Is it safe to install vinyl siding? An expert on green building reports that while vinyl can be a dangerous material, there is little credible research into the effects of living with vinyl siding on human health. "The impact is more in the manufacture and disposal [of vinyl or PVC products]," said Greg Caplan. 

Vinyl has been documented by the Environmental Protection Agency and other health organizations as containing a known carcinogen (dioxin) and various hormone disrupters. In addition, lead, a toxic metal, is often used as a stabilizing agent in the production of vinyl siding products. 

What is Vinyl?

Vinyl is made from polyvinyl chloride (PVC), a plastic resin that is a known carcinogen. However, vinyl has become the most popular siding material in the US. PVC vinyl became popular in the 1960s and grew in popularity when other plastics containing PCBs, CFCs, and chlorinated solvents were eventually banned. PVC vinyl is one of the world's leading sources of dioxin, according to Greenpeace.

The Benefits of Using Vinyl Siding

Vinyl siding is inexpensive and can be installed on top of wood clapboard or cedar shingles. Vinyl siding does not need to be stained, painted, or sealed, although it usually does need to be washed at least once a year. It is easy to work with, comes in a variety of colors, and can mimic wooden architecture and styles.

The Dangers of Vinyl Siding

"Your biggest concern is if the house catches fire. Even the ash is dangerous," said Caplan. Even a small house fire that affects the vinyl siding will lead to the release of a host of toxic chemicals known to severely damage lung and kidney tissue. He added that the binders in vinyl siding are also affected by ultraviolet light and oxidation. "We see that with all kinds of plastics," he said.

Heat and severe weather may have also played a part in numerous reports in 2006 of illnesses affecting Hurricane Katrina evacuees who were placed in FEMA trailers. Most, if not all of the trailers were vinyl-sided.

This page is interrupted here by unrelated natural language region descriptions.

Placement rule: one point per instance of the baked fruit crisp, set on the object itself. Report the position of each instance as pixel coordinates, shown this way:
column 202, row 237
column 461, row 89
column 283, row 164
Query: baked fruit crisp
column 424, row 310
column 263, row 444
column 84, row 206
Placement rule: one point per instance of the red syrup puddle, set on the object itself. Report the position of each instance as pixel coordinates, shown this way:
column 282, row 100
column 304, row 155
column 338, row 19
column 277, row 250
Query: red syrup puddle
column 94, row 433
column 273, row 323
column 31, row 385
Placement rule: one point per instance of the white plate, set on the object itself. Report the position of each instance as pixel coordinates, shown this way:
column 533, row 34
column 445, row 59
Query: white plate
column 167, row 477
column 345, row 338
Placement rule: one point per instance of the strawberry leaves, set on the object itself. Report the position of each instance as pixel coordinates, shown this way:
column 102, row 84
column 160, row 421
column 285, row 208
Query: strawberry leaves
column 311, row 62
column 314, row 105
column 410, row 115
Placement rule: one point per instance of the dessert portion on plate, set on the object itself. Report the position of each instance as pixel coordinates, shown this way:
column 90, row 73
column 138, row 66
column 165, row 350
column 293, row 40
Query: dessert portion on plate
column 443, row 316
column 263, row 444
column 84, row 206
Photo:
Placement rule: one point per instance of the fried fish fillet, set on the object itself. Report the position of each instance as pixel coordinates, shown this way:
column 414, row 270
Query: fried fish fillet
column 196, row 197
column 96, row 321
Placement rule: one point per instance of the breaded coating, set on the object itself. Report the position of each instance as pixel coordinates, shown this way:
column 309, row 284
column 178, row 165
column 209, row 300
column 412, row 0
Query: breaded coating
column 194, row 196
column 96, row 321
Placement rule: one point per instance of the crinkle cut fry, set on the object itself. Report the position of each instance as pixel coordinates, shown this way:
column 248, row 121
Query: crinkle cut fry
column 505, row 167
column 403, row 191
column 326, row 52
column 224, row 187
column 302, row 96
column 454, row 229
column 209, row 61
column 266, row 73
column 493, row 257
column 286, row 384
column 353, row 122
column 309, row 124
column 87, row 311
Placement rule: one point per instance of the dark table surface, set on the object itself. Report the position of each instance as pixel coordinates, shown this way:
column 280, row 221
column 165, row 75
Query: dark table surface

People working in or living near a vinyl manufacturing plant are exposed to the most health dangers and are at the greatest risk for cancer, neurological damage, birth defects, and lung and kidney disease.

Vinyl is most dangerous when being manufactured and during disposal. Vinyl in a landfill can be a threat to groundwater via release of dioxins and other toxins as the material breaks down. 

Alternatives to Vinyl Siding

Okay, so you are concerned about possible health dangers of vinyl siding, but still would prefer not to have to paint your house. Consult a siding installation expert about the green alternatives, which include: 

  • Aluminum siding has similar benefits to vinyl siding. You can more often find recycled aluminum siding products. The downside is that aluminum can dent and is very hard to work with, in terms of construction.

  • Steel or enameled steel siding is extremely strong. It is also available in pre-painted form. However, the cost of steel siding is greater.

  • Bark shingles are an economical salvage product, which are great for someone who wants a natural look. "After all, nature made them to cover a tree for 100 years," Caplan said.

  • Cement siding gives a look similar to clapboards and also can come pre-painted. Durable and resistant to rot, insect damage, mold, and fire, it is moderately priced.

This article was updated November 19, 2017.